The area attracts thousands of tourists at the height of turtle nesting season each year to watch the baby turtles try to make it from their nests to the sea.

Laying as many as 100 eggs at a time, leatherback turtles - the only sea turtles with soft shells - face many survival threats, mostly from humans. The eggs are harvested, or once in the water, the hatchlings may fall victim to fishing and boat strikes. Only 1 in 1,000 hatchlings is estimated to make it to adulthood, according to National Geographic.

Some studies have predicted the leatherback turtle could be extinct on the west coast of America within 10 to 15 years, said Peter Richardson of the Marine Conservation Society. However, populations in the Atlantic region seem to be doing better, with Trinidad reporting rising numbers in recent years, according to Richardson.

In West Africa, a team of international scientists has estimated that as many as 40,000 female turtles are nesting on beaches in Gabon, making it the world's largest known leatherback turtle population.

soundoff (278 Responses)

    Keep up the good work excavators! I love me some turtle soup!

    July 10, 2012 at 11:18 am | Report abuse |
  2. John

    OH NO!!!!!!

    July 10, 2012 at 11:23 am | Report abuse |
  3. Albert

    Humans will not be happy until everything is dead and we have to start eating each other

    July 10, 2012 at 11:23 am | Report abuse |
    • Jim

      Save the homes destroy the planet... should ciut off the nuts of those who were responsible let it serve as a lesson for being really stupid!
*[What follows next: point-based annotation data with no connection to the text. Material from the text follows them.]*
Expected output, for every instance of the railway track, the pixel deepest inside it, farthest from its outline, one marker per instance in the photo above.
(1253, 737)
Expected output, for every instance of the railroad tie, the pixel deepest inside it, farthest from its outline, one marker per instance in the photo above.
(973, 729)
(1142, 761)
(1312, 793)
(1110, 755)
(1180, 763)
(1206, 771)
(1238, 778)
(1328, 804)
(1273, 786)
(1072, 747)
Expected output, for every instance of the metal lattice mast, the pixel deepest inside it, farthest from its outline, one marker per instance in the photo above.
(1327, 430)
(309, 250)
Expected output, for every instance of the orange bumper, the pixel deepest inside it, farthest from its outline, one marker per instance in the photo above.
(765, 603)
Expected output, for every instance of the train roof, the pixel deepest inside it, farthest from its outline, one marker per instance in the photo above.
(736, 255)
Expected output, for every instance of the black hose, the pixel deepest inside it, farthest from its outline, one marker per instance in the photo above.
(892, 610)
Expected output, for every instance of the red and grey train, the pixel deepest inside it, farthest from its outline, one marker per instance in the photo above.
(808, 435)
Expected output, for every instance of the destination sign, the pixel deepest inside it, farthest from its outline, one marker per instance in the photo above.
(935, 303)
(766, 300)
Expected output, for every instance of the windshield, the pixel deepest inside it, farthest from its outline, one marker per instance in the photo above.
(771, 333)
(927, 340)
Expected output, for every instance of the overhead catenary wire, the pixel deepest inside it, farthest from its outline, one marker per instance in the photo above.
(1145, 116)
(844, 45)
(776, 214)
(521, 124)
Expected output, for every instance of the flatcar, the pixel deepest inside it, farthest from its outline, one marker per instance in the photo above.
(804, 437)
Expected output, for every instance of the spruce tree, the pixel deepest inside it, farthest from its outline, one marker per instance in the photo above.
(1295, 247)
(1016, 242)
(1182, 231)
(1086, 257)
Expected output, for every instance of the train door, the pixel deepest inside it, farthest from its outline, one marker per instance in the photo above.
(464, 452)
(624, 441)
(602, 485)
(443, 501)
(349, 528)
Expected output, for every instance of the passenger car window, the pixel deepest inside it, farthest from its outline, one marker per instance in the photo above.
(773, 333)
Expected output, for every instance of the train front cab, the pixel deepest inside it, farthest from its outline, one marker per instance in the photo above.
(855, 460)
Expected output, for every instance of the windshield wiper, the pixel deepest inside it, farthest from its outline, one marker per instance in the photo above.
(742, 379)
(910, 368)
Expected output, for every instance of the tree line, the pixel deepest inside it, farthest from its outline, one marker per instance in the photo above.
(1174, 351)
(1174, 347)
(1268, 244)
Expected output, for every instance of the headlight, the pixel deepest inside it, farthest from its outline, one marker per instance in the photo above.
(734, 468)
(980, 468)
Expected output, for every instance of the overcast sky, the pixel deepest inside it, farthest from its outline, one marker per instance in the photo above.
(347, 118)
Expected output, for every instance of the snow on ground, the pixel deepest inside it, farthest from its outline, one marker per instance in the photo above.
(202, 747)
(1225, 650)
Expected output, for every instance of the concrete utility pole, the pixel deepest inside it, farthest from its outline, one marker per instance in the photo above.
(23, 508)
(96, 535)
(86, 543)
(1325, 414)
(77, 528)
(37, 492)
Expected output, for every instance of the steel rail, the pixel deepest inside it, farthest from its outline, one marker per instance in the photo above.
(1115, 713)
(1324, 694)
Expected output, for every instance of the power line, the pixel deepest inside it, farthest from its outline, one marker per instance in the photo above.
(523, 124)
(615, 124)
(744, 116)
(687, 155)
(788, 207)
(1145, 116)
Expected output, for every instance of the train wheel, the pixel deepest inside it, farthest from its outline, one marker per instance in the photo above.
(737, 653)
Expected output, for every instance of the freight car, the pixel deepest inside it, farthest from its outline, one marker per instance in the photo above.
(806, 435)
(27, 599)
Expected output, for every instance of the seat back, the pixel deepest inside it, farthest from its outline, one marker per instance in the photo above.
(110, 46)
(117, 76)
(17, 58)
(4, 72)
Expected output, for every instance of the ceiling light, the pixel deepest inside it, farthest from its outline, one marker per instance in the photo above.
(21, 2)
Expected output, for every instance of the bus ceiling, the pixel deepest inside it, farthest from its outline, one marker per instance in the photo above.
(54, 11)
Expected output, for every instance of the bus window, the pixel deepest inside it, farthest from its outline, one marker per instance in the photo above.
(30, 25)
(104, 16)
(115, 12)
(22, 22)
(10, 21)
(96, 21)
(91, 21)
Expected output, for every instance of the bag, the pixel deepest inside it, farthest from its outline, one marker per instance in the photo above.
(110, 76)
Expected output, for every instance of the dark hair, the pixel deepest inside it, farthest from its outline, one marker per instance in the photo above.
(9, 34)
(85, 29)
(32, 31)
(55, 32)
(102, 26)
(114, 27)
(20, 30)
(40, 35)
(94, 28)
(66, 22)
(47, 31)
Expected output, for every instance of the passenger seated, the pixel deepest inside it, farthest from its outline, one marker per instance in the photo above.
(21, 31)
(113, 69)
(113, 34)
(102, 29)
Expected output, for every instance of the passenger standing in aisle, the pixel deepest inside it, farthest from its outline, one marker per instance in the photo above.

      July 10, 2012 at 11:33 am | Report abuse |
    • servJBR

      Sorry Albert, you may feel like you can lump us all into one dumb, over-generalized statement, but you may not. Most humans try hard not to waste anything. Are we still cruel, stupid and wasteful sometimes, even often? Sure, that is true. But hyperbole and drama only serve to confuse matters. Avoid confusion. Look at the headline of this sad story, "... thousands", then it says "hundreds". Regardless, it's horrible. Don't forget though, we are naturally occurring according to Darwin et.al. Doesn't make it ever OK to stupidly ruin anything, but most of us do not feel guilty for living here, feeding our children, having nice stuff for our wives etc.

      July 10, 2012 at 11:34 am | Report abuse |
    • cody

      You are correct. Easter Island on a worldly scale.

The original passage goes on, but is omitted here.